I know that I have written many times about the sin of pride being expressed by the sin of comparison. One of the best examples of this in all of sacred Scripture is found in the parable of the Pharisee and the Tax Collector.
The Pharisee stood up and prayed about himself: “God, I thank you that I am not like other men–robbers, evildoers, adulterers—or even like this tax collector. I fast twice a week and give a tenth of all I get.” (Luke 18:11-12)
This Pharisee is the perfect example of what we are not to do in relationship with others. Instead of praying up to God, he was looking down on others—all others. But there is a time when comparing yourself to others is NOT a sin: that is when we follow the example of the apostle Paul.
“Although I am less than the least of all God’s people, this grace was given me; to preach to the Gentiles the unsearchable riches of Christ.” (Ephesians 3:8)

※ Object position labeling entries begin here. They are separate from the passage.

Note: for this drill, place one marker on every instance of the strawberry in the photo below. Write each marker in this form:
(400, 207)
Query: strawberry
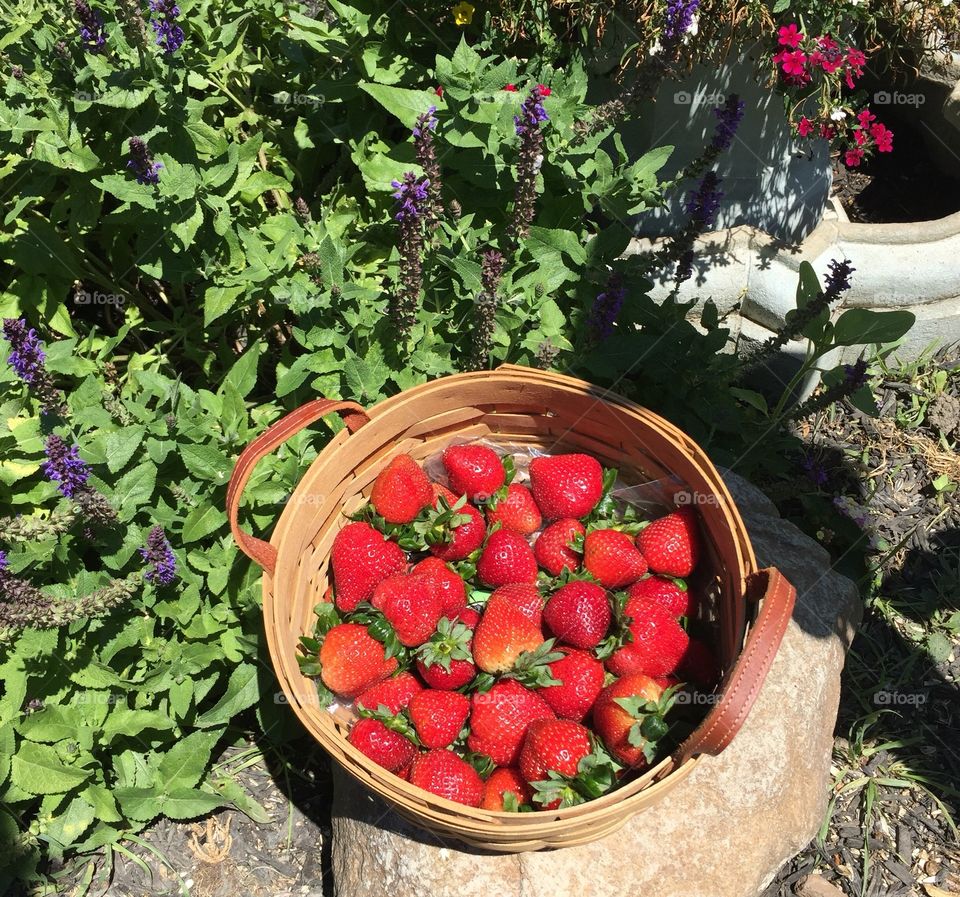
(506, 558)
(443, 773)
(699, 664)
(414, 612)
(629, 717)
(671, 544)
(581, 680)
(451, 589)
(659, 641)
(502, 635)
(553, 745)
(525, 597)
(360, 559)
(351, 660)
(401, 490)
(566, 485)
(445, 660)
(613, 558)
(517, 511)
(469, 617)
(499, 720)
(672, 594)
(474, 470)
(553, 546)
(394, 693)
(505, 790)
(454, 529)
(382, 745)
(438, 716)
(578, 614)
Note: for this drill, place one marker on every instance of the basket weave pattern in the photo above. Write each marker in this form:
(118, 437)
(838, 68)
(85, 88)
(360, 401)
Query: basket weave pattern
(553, 413)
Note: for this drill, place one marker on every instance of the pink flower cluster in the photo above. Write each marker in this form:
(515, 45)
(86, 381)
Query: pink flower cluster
(801, 61)
(801, 58)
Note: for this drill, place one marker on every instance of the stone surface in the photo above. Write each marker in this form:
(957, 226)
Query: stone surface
(722, 832)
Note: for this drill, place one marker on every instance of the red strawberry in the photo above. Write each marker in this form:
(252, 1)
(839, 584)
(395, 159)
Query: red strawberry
(659, 641)
(502, 635)
(452, 590)
(671, 544)
(352, 660)
(517, 511)
(506, 558)
(503, 781)
(414, 612)
(443, 773)
(360, 559)
(438, 716)
(553, 745)
(578, 614)
(552, 548)
(382, 745)
(663, 591)
(401, 490)
(612, 557)
(525, 597)
(474, 470)
(581, 677)
(453, 535)
(566, 485)
(469, 617)
(699, 664)
(394, 693)
(613, 722)
(445, 660)
(499, 720)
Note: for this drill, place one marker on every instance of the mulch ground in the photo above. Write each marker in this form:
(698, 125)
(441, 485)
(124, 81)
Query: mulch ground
(890, 829)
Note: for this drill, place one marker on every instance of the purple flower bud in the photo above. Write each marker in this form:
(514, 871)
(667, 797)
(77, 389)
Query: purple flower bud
(141, 162)
(92, 35)
(158, 554)
(65, 467)
(169, 33)
(26, 350)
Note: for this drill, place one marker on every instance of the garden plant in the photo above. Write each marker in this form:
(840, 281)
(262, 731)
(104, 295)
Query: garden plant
(214, 212)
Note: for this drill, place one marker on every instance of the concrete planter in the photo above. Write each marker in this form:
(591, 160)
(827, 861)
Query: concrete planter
(913, 266)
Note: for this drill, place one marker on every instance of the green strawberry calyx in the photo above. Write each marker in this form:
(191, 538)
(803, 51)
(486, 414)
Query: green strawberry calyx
(651, 726)
(596, 775)
(532, 668)
(450, 642)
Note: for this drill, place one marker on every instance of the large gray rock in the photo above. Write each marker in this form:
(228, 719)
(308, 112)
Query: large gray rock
(722, 832)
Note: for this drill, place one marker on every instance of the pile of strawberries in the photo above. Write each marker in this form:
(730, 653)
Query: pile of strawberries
(505, 646)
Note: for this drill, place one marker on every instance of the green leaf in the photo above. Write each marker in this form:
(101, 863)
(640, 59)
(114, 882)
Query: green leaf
(121, 445)
(861, 326)
(201, 521)
(242, 692)
(218, 300)
(184, 765)
(243, 375)
(205, 462)
(38, 769)
(135, 488)
(405, 104)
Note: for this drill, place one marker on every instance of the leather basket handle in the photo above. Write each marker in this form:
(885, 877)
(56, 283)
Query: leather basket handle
(777, 597)
(354, 416)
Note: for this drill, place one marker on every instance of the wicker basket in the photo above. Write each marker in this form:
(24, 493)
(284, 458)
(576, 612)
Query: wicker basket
(519, 406)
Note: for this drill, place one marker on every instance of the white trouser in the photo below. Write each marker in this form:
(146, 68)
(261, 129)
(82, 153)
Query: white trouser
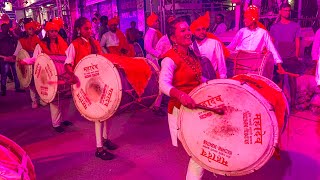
(56, 110)
(195, 171)
(55, 114)
(33, 93)
(155, 61)
(100, 133)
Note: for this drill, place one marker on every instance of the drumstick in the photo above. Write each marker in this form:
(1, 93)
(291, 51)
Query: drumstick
(56, 82)
(290, 74)
(219, 111)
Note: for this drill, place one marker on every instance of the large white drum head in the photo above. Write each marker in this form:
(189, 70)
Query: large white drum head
(236, 143)
(98, 95)
(45, 78)
(24, 72)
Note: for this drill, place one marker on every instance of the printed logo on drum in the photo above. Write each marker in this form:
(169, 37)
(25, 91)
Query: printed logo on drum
(252, 128)
(91, 71)
(37, 70)
(211, 102)
(83, 98)
(44, 90)
(106, 95)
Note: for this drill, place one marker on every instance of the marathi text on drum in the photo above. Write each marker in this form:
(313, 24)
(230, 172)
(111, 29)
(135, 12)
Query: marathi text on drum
(49, 71)
(248, 125)
(106, 95)
(91, 71)
(214, 157)
(82, 96)
(37, 70)
(44, 90)
(211, 101)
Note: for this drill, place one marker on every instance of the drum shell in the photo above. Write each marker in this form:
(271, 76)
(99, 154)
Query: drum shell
(14, 162)
(104, 90)
(222, 155)
(243, 62)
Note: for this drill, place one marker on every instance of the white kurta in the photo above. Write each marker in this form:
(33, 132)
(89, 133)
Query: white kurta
(316, 46)
(221, 28)
(254, 40)
(212, 49)
(150, 42)
(109, 39)
(163, 45)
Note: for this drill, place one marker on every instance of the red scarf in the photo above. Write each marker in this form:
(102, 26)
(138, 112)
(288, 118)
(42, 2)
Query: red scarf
(55, 48)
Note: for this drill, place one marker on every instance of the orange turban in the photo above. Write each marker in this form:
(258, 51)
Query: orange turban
(114, 21)
(202, 21)
(252, 13)
(152, 19)
(29, 25)
(51, 26)
(58, 21)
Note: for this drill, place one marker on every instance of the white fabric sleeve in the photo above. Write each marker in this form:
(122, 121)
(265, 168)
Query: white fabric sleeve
(235, 41)
(148, 40)
(318, 73)
(32, 60)
(166, 75)
(315, 46)
(18, 48)
(272, 49)
(219, 57)
(71, 54)
(103, 40)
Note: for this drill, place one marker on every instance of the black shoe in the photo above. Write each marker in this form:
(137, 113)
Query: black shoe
(20, 90)
(159, 112)
(110, 145)
(104, 155)
(59, 129)
(67, 123)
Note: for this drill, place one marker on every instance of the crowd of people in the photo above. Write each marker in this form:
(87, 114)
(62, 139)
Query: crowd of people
(179, 53)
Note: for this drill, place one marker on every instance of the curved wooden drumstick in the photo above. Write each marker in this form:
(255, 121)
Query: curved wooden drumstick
(219, 111)
(289, 74)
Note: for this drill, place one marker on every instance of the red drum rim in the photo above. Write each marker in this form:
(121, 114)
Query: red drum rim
(19, 153)
(267, 154)
(43, 60)
(24, 82)
(115, 102)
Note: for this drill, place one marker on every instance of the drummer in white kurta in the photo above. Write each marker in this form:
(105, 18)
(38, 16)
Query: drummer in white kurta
(208, 47)
(254, 38)
(58, 48)
(151, 39)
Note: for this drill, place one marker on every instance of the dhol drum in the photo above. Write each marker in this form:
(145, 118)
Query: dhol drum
(50, 78)
(24, 72)
(138, 50)
(243, 62)
(15, 164)
(104, 89)
(237, 143)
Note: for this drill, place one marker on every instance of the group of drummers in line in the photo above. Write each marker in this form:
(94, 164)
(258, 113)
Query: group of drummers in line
(181, 69)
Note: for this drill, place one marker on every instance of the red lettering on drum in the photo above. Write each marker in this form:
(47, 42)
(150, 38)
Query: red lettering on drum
(37, 70)
(83, 98)
(49, 71)
(213, 157)
(211, 101)
(44, 90)
(252, 128)
(91, 71)
(106, 95)
(258, 129)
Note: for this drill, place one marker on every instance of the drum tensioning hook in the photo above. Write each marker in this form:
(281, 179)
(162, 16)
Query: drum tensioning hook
(219, 111)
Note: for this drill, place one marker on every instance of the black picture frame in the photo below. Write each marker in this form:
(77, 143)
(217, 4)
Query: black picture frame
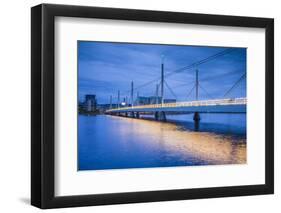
(43, 102)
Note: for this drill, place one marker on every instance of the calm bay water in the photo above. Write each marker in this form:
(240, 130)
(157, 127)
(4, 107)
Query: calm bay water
(111, 142)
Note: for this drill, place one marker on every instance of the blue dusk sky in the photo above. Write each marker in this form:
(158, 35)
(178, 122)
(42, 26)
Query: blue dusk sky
(106, 67)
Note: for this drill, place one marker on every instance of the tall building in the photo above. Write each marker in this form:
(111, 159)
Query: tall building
(90, 103)
(141, 100)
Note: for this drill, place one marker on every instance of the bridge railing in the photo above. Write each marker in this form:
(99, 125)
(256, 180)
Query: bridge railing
(229, 101)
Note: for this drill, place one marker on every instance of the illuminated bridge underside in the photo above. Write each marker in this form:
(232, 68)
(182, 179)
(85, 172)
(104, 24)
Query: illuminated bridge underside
(237, 105)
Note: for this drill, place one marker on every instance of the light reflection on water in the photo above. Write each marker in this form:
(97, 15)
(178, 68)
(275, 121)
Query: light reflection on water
(108, 142)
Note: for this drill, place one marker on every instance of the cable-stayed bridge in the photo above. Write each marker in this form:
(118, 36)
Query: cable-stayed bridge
(160, 108)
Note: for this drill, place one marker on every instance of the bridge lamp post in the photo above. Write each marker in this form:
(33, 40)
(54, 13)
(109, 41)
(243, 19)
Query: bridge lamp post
(162, 79)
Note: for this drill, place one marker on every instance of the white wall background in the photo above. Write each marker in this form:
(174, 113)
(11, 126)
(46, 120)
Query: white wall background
(15, 105)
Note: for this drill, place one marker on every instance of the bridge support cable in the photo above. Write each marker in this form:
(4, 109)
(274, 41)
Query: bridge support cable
(170, 89)
(132, 93)
(205, 60)
(189, 93)
(118, 99)
(208, 94)
(234, 85)
(195, 64)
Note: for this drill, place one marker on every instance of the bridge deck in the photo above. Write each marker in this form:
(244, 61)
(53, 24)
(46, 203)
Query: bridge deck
(237, 105)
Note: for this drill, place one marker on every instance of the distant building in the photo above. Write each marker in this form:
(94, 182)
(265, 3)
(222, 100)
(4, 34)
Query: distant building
(90, 103)
(170, 100)
(142, 100)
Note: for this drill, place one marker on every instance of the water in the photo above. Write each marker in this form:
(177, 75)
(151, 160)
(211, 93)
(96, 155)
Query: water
(111, 142)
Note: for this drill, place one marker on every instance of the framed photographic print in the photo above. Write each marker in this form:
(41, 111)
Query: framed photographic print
(139, 106)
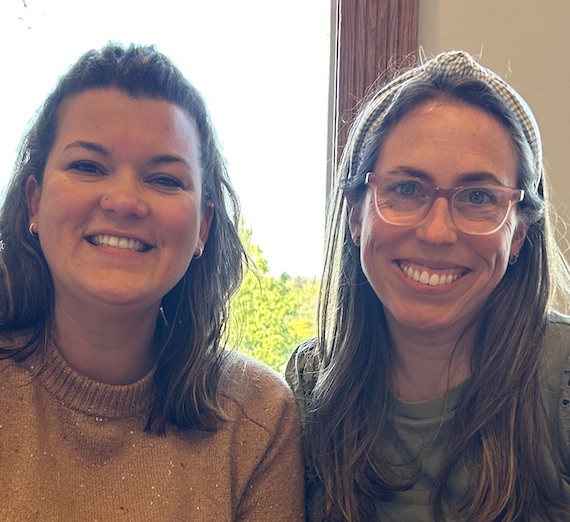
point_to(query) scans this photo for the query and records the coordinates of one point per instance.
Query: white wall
(528, 43)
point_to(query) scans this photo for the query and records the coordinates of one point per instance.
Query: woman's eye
(86, 167)
(167, 181)
(480, 196)
(407, 189)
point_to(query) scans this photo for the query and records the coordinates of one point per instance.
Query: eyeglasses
(475, 209)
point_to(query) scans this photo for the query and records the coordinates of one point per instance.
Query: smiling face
(118, 212)
(431, 277)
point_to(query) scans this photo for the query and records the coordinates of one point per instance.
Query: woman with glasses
(438, 386)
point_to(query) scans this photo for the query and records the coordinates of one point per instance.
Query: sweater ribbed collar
(82, 394)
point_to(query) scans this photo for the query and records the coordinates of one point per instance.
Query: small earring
(31, 230)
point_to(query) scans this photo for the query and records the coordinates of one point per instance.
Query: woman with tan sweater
(119, 255)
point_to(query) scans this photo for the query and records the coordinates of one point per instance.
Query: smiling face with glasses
(438, 222)
(478, 208)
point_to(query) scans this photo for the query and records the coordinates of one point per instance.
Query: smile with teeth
(124, 243)
(425, 278)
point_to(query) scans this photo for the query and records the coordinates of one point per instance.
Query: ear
(354, 221)
(33, 192)
(519, 237)
(206, 223)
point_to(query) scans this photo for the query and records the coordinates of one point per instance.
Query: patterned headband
(458, 64)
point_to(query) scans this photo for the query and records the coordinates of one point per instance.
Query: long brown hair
(500, 411)
(196, 309)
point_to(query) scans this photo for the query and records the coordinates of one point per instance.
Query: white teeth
(426, 279)
(123, 243)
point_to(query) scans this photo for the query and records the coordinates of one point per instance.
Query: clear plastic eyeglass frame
(475, 218)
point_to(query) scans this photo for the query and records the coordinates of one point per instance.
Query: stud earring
(31, 230)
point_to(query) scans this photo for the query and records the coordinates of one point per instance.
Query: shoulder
(556, 348)
(555, 379)
(256, 392)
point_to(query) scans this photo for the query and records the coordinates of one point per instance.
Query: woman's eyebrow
(466, 177)
(89, 145)
(168, 158)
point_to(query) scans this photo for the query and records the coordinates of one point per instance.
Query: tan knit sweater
(72, 449)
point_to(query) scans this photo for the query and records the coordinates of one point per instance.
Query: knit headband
(457, 64)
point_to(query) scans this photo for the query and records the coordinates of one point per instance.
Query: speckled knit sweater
(72, 449)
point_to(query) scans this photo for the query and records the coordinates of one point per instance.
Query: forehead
(449, 139)
(114, 117)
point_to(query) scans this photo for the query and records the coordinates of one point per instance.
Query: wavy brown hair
(195, 311)
(498, 429)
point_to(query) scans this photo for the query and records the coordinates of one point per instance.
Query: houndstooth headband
(453, 63)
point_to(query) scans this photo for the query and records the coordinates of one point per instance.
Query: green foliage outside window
(271, 316)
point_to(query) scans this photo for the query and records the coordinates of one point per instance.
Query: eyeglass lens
(474, 209)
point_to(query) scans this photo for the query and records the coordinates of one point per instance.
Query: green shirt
(416, 433)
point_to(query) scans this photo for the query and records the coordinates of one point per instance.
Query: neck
(112, 348)
(426, 366)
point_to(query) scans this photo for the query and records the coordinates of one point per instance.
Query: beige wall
(528, 43)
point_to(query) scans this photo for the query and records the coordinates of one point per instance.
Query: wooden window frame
(367, 38)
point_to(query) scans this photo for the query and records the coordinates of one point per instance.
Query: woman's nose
(124, 199)
(438, 227)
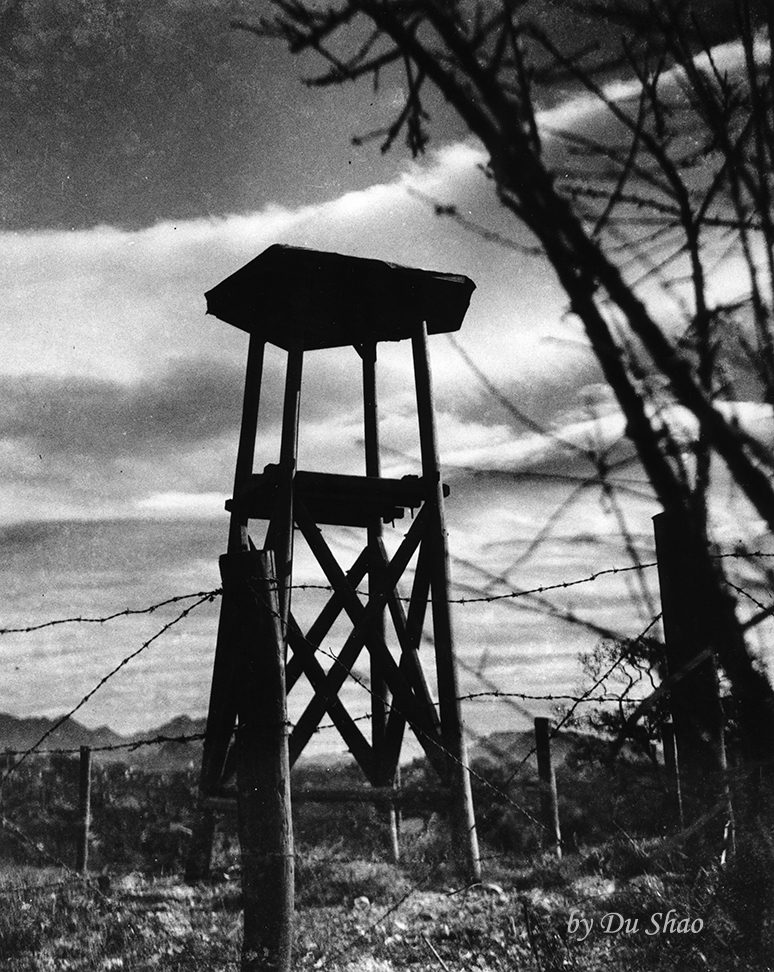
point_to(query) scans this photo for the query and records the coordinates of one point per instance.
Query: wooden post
(466, 838)
(379, 691)
(549, 803)
(84, 808)
(672, 770)
(696, 709)
(263, 767)
(222, 710)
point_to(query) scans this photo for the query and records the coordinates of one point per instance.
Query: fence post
(263, 767)
(84, 809)
(672, 771)
(549, 803)
(697, 713)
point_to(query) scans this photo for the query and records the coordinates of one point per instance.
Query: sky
(149, 151)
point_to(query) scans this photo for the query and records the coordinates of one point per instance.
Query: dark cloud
(128, 113)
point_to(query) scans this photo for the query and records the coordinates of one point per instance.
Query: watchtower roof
(291, 295)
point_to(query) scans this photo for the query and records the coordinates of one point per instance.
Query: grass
(359, 915)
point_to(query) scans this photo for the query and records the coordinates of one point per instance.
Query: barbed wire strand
(208, 596)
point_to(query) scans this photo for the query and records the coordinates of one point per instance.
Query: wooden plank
(446, 664)
(347, 727)
(361, 619)
(326, 618)
(348, 656)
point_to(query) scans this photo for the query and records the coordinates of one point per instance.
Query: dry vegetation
(355, 911)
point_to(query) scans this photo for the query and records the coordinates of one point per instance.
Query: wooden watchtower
(301, 300)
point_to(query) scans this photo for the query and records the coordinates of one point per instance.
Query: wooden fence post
(549, 803)
(695, 704)
(672, 769)
(263, 767)
(84, 811)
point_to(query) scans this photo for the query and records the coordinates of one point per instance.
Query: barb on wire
(208, 596)
(127, 612)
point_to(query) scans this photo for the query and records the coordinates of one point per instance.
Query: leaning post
(263, 768)
(84, 811)
(549, 802)
(696, 709)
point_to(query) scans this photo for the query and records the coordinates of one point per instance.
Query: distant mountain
(513, 747)
(19, 735)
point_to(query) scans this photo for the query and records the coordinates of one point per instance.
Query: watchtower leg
(446, 666)
(379, 692)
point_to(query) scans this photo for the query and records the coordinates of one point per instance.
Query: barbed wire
(208, 596)
(126, 612)
(599, 681)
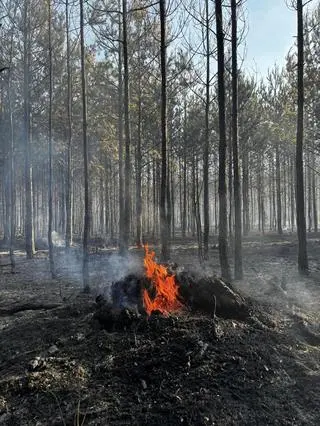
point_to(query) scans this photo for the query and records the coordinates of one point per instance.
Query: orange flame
(165, 287)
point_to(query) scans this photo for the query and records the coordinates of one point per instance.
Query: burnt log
(213, 296)
(112, 319)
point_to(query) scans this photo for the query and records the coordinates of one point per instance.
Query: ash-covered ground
(58, 367)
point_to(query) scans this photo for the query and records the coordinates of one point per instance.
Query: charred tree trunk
(301, 221)
(50, 206)
(206, 144)
(29, 229)
(127, 197)
(164, 231)
(278, 186)
(120, 140)
(86, 226)
(223, 218)
(238, 269)
(69, 139)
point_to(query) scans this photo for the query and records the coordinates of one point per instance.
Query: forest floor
(58, 368)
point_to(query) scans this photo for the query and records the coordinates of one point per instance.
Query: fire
(164, 285)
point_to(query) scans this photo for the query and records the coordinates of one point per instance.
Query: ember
(164, 287)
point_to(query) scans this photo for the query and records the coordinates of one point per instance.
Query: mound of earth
(58, 366)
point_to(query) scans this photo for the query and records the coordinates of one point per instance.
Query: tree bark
(238, 269)
(301, 221)
(69, 139)
(164, 231)
(29, 227)
(206, 144)
(50, 207)
(86, 226)
(127, 197)
(223, 218)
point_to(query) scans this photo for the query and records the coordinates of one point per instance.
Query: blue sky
(272, 27)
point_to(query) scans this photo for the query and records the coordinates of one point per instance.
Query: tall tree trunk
(278, 186)
(238, 269)
(139, 165)
(86, 226)
(301, 221)
(120, 138)
(50, 206)
(223, 218)
(184, 206)
(127, 198)
(206, 144)
(69, 139)
(164, 231)
(314, 191)
(29, 229)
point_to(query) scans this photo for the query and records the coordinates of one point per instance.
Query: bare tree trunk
(127, 198)
(11, 184)
(206, 144)
(86, 226)
(29, 229)
(50, 243)
(120, 139)
(301, 221)
(139, 165)
(278, 186)
(314, 191)
(69, 139)
(223, 218)
(238, 269)
(164, 231)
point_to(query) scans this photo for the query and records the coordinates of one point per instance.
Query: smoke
(104, 268)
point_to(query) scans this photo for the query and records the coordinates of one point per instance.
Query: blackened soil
(58, 367)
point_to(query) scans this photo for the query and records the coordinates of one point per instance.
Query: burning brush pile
(163, 291)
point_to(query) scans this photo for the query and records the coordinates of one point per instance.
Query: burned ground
(58, 366)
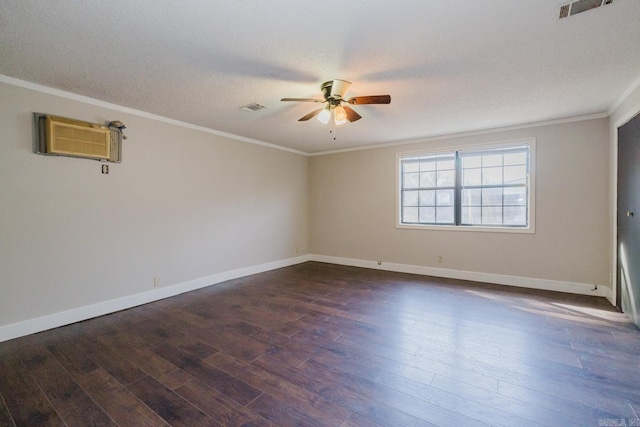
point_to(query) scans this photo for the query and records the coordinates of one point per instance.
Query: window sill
(478, 228)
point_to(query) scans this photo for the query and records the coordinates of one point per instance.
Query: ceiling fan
(333, 92)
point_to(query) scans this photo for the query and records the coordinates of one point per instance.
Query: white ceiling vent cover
(580, 6)
(253, 107)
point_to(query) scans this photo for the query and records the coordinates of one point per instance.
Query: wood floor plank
(5, 416)
(229, 385)
(73, 404)
(24, 399)
(172, 408)
(118, 402)
(318, 409)
(219, 407)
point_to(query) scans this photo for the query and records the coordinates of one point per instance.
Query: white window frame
(530, 228)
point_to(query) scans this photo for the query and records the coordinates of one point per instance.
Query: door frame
(633, 112)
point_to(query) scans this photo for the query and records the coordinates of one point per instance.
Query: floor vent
(580, 6)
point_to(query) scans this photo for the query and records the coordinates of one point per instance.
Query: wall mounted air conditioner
(61, 136)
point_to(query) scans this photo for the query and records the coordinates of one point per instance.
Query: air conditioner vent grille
(580, 6)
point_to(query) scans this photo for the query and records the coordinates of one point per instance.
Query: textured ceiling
(450, 66)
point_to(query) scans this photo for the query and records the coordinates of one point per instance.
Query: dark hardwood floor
(325, 345)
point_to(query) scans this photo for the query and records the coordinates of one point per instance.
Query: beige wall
(353, 210)
(182, 205)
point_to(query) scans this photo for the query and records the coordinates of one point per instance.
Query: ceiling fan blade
(373, 99)
(302, 100)
(352, 116)
(310, 115)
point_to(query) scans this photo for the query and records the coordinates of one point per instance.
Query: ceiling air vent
(253, 107)
(580, 6)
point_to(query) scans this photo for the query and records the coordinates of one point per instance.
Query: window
(486, 187)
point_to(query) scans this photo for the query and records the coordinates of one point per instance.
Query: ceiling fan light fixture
(340, 115)
(324, 116)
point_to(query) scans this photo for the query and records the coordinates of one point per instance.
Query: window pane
(515, 215)
(444, 198)
(471, 177)
(444, 215)
(515, 175)
(446, 178)
(410, 198)
(492, 197)
(411, 167)
(471, 197)
(428, 215)
(494, 189)
(427, 198)
(492, 160)
(410, 180)
(410, 215)
(471, 215)
(515, 196)
(515, 159)
(492, 176)
(471, 161)
(492, 215)
(427, 179)
(428, 166)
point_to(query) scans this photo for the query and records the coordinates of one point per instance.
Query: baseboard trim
(498, 279)
(39, 324)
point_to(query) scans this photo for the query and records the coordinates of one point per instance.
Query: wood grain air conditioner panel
(76, 138)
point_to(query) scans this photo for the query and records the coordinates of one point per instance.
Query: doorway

Paul looked around, and everywhere he looked he saw himself as “less than the least of all God’s people.” Paul was expressing the depth of his absolute amazement in the God who would call him to be an apostle. Paul knew he was an apostle only as a result of God’s unmerited, undeserved favor. In Paul’s eyes, everyone else would have been a better candidate. And so he readily acknowledged that his ministry was simply because of the grace of God that had been poured out into his life.
Paul expressed this grace two other times in the most remarkable ways. In 1 Corinthians 15:9 he stated, “I am the least of the apostles and do not even deserve to be called an apostle.” Later, he wrote to Timothy, “Here is a trustworthy saying that deserves full acceptance: Christ Jesus came into the world to save sinners—of whom I am the chief” (1 Timothy 1:15).
So . . . how do you see yourself in comparison to others? Can you compare yourself to others and not sin, because you see yourself as the least of God’s people—perhaps even as the chief sinner? To be sure, this humility is a wonderful grace from God, and it is available to every one of us if we understand that God’s grace is sufficient for our insufficiency and inadequacy.
This is the Gospel. This is grace for your race. NEVER FORGET THAT . . . AMEN!